1
votes

I've read the AWS glue docs re: the crawlers here: https://docs.aws.amazon.com/glue/latest/dg/add-crawler.html but I'm still on unclear on what exactly the Glue crawler does. Does a Crawler go through your S3 buckets, and create pointers to those buckets?

When the docs say "The output of the crawler consists of one or more metadata tables that are defined in your Data Catalog" what is the purpose of these metadata tables?

2

2 Answers

2
votes

The CRAWLER creates the metadata that allows GLUE and services such as ATHENA to view the S3 information as a database with tables.

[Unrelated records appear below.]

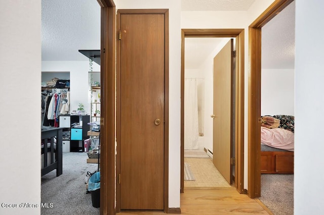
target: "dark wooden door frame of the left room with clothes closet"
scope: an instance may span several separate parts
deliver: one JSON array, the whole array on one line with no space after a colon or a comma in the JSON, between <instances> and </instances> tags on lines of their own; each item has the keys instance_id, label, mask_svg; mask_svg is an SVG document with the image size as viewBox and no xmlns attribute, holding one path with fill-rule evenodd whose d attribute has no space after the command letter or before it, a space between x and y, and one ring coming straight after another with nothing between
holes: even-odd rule
<instances>
[{"instance_id":1,"label":"dark wooden door frame of the left room with clothes closet","mask_svg":"<svg viewBox=\"0 0 324 215\"><path fill-rule=\"evenodd\" d=\"M100 214L115 214L115 55L113 0L97 0L101 7Z\"/></svg>"}]
</instances>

That is, it allows you to create the Glue Catalog.

This way you can see the information that s3 has as a database composed of several tables.

For example if you want to create a crawler you must specify the following fields:

Database --> Name of database Service role service-role/AWSGlueServiceRole Selected classifiers --> Specify Classifier Include path --> S3 location

2
votes

Crawlers are needed to analyze data in specified s3 location and generate/update Glue Data Catalog which is basically is a meta-store for actual data (similar to Hive metastore). In other words it persists information about physical location of data, it's schema, format and partitions which makes it possible to query actual data via Athena or to load it in Glue jobs.

I would suggest to read this documentation to understand Glue crawlers better and of course make some experiments.